← Back to context

Comment by OtherShrezzing

8 months ago

I think the commenters critique still stands. Humans build human-capital, so the longer you "run" them for in a domain, the more valuable they become. AIs work inversely, and the longer they're run for, the worse they tend to become at that specific task. Even in the best-case scenario, they stay exactly as competent at the task throughout its length.

Increasing task length doesn't build in an equivalent of human-capital. It's just pushing the point at which they degrade. This approach isn't generalisably scalable, because there's always going to be a task longer than the SOTA capabilities.

We really need to work on a low cost human-capital-equivalent for models.

True, that's why I'm beginning to adopt a certain strategy working with AI coding agents:

I don't babysit them for long periods in one session. I allow them to one-shot the initial solution. Then, I thoroughly review the output, make notes of what should be improved, then either feed that into the original prompt and one-shot it again, or ask the agent to update the solution based on the notes.

  • Yes I do exactly this too.

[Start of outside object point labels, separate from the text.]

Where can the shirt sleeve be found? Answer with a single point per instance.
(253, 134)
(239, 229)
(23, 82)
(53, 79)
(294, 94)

But I do sometimes 2, 3 shot some problems. The method I use is that in Cursor/Copilot interface I use a Markdown file to chat with the bot. Once I have some solutions after a few turns, I edit the file, add more information, add things to avoid etc and restart. It most definitely gives better results, and the agent doesn't have to read the whole file if not necessary, which means context is used more efficiently per problem.